The University of Michigan has received approximately $5 million in funding from the U.S. Department of Energy to advance research on wave energy devices and offshore wind technology. The grants aim to enhance the durability, reduce noise levels, and improve testing processes for these renewable energy sources.

Lei Zuo, the Herbet C. Sadler Collegiate Professor of Engineering at the university, is leading these projects with contributions from Pacific Northwest National Laboratory, the National Renewable Energy Laboratory, Sandia National Labs, the American Bureau of Shipping, and Virginia Tech.

Ocean waves and offshore winds represent a significant potential energy source. In the United States alone, ocean waves could provide power equivalent to nearly 60% of current electricity production. Globally, offshore wind energy has the capacity to meet 18 times the world's electricity needs.

Despite this potential, marine energy technologies are not as prevalent as solar panels or land turbines due to challenges such as harsh ocean conditions that can damage equipment. To address this issue, one project focuses on developing shock absorbers that protect mooring lines from breaking while also generating small amounts of electricity for device sensors.

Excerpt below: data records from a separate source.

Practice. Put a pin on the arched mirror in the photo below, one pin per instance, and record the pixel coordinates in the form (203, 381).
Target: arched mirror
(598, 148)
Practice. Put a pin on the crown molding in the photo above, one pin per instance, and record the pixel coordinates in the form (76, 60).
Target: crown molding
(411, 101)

"It can cost around two million dollars to fix a mooring line that is only 30 to 80 meters deep," said Zuo. "It’s best to create as robust a system as possible."

Environmental concerns regarding noise pollution affecting marine life are also being addressed through innovations like balloon curtains and metal poles designed to contain sound waves produced by turbines.

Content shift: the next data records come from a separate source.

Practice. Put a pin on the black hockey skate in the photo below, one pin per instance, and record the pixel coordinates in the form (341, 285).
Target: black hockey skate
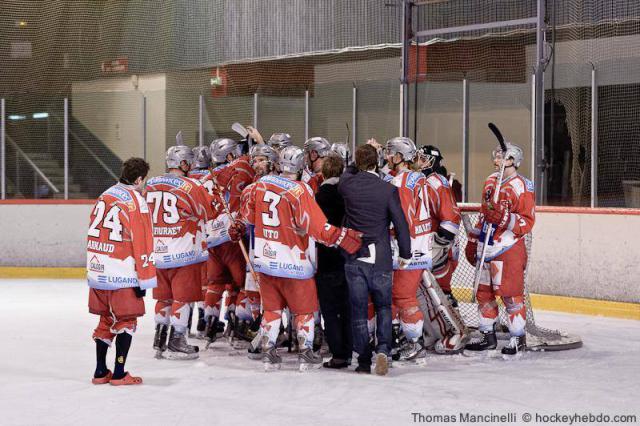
(160, 340)
(178, 348)
(516, 344)
(488, 341)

The remaining grants will facilitate improved testing methods for wave energy converters by allowing engineers to evaluate prototype components more accurately before deploying them in real-world environments. Current practices require smaller-scale models tested in wave tanks due to cost and risk factors associated with full-scale ocean trials.

"Ideally, we would build and fully test a device that is half or one-third the size of an ocean-scale device before we’d deploy it in the ocean," Zuo explained. The new hardware-in-loop platforms will allow for comprehensive assessments under realistic conditions without immediate exposure to field trials.

Collaborators on these projects include Xiaofan Li from the University of Hong Kong and David Dowling from U-M's Marine and Offshore Design Performance program.